Footage from the scene shows fallen athletes in a heap of tangled legs and spinning wheels after a German rider, Tony Martin, crashed into the sign along the side of the road before falling. That set off a cascade of collisions in the middle of the peloton, a French word meaning “ball” or “group” that also refers to a cluster of cyclists in a race.

In a Facebook post on Saturday, the authorities in the French department of Finistère, in Brittany, asked for witnesses to help them identify the woman who held the banner, which said: “ALLEZ OPI-OMI!” — the French word for “go” along with two German terms of endearment for grandparents. Before the crash, she appeared to be facing away from the racers and toward the television cameras.

The accident happened during the first of the race’s 21 stages, in the municipality of Saint-Cadou, according to the authorities.

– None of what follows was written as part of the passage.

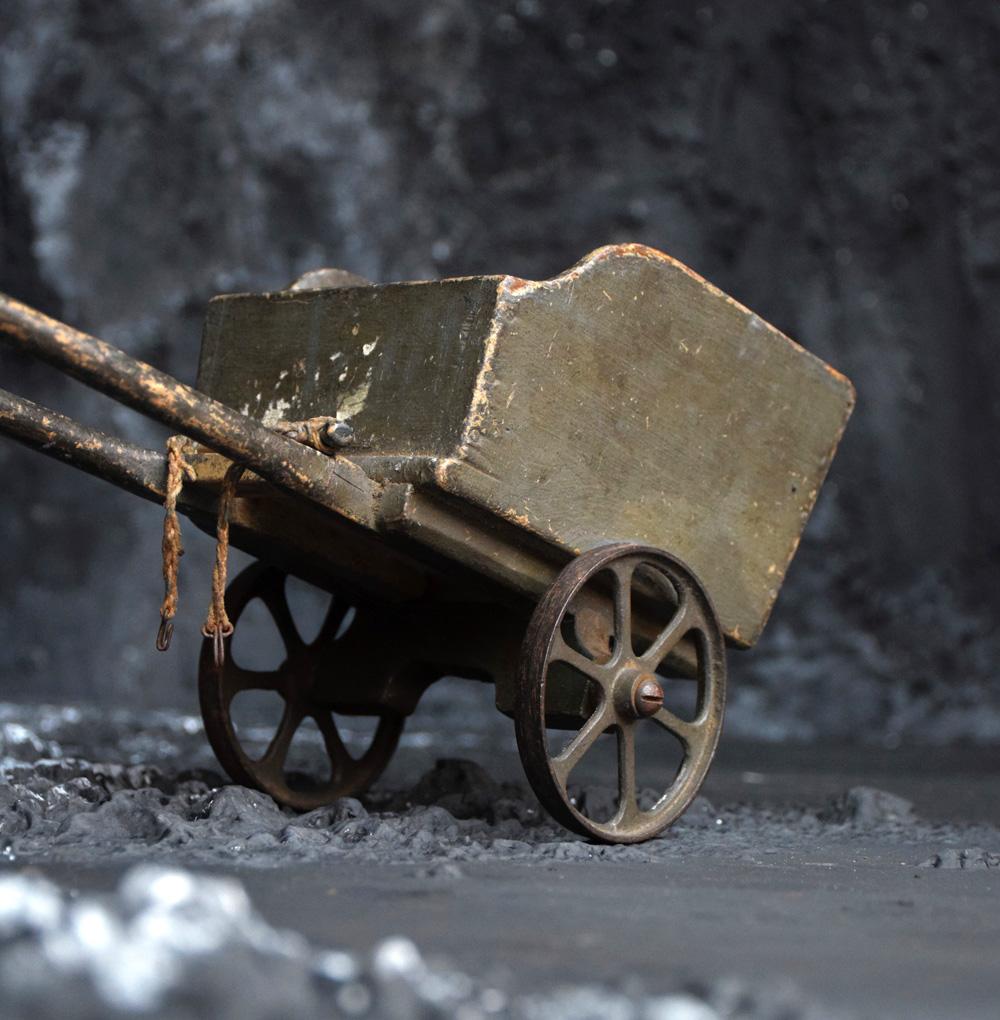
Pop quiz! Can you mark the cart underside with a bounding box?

The police said that the woman, who was wearing glasses and a yellow jacket, left the scene before investigators arrived.

Pierre-Yves Thouault, the deputy director of cycling with the Amaury Sport Organisation, which runs the Tour de France, told Agence France-Presse this past weekend that the organization planned to sue the woman. “We are doing this so that the tiny minority of people who do this don’t spoil the show for everyone,” he said.

On Monday, the Amaury Sport Organisation confirmed that it had made a complaint about the woman to the French authorities but did not immediately respond to a question about the potential lawsuit.

The collision was one of two major crashes on the first day of the race, causing injuries that led to the withdrawals of four cyclists: Jasha Sütterlin of Germany, Marc Soler of Spain, Cyril Lemoine of France and Ignatas Konovalovas of Lithuania.

It is not uncommon for Tour de France fans to crowd the roads and inadvertently (or even intentionally) trip up the competitors, and the rise of spectator selfies over the past decade has compounded that risk.

But the racers have always contended with unexpected obstacles.

In 2011, a car belonging to a news crew clipped a group of riders and sent one of them, Johnny Hoogerland of the Netherlands, barreling into a barbed-wire fence. In 2018, several cyclists rode into a cloud of police tear gas that had been intended for protesters, stopping the race for about 15 minutes as the riders were treated with eyedrops.

And in a remarkable sequence of events in 2016, a swarm of spectators caused a television motorbike to stop in the cyclists’ path during Stage 12. Amid the confusion, a police vehicle crushed the bicycle of a leading competitor, Chris Froome, who then began running toward the finish line while he waited for a replacement bike to catch up with him.

After the pileup on Saturday, Martin was able to stay in the race. His team, Jumbo-Visma, said on Twitter on Sunday that “all of our riders seem to be okay after the massive and despicable crash.”

On Instagram, Martin thanked his fans for their support and added a message for “all the people next to the road who think that the #tourdefrance is a circus.”

He then offered a message “to people who think it’s nice to show their naked butt, to drunken people who push us sideways on the climbs, to people who think that it is a good idea to hold a sign into the road while the peloton is passing.”

“Please respect the riders and the #tourdefrance!” he wrote. “Use your head or stay home!”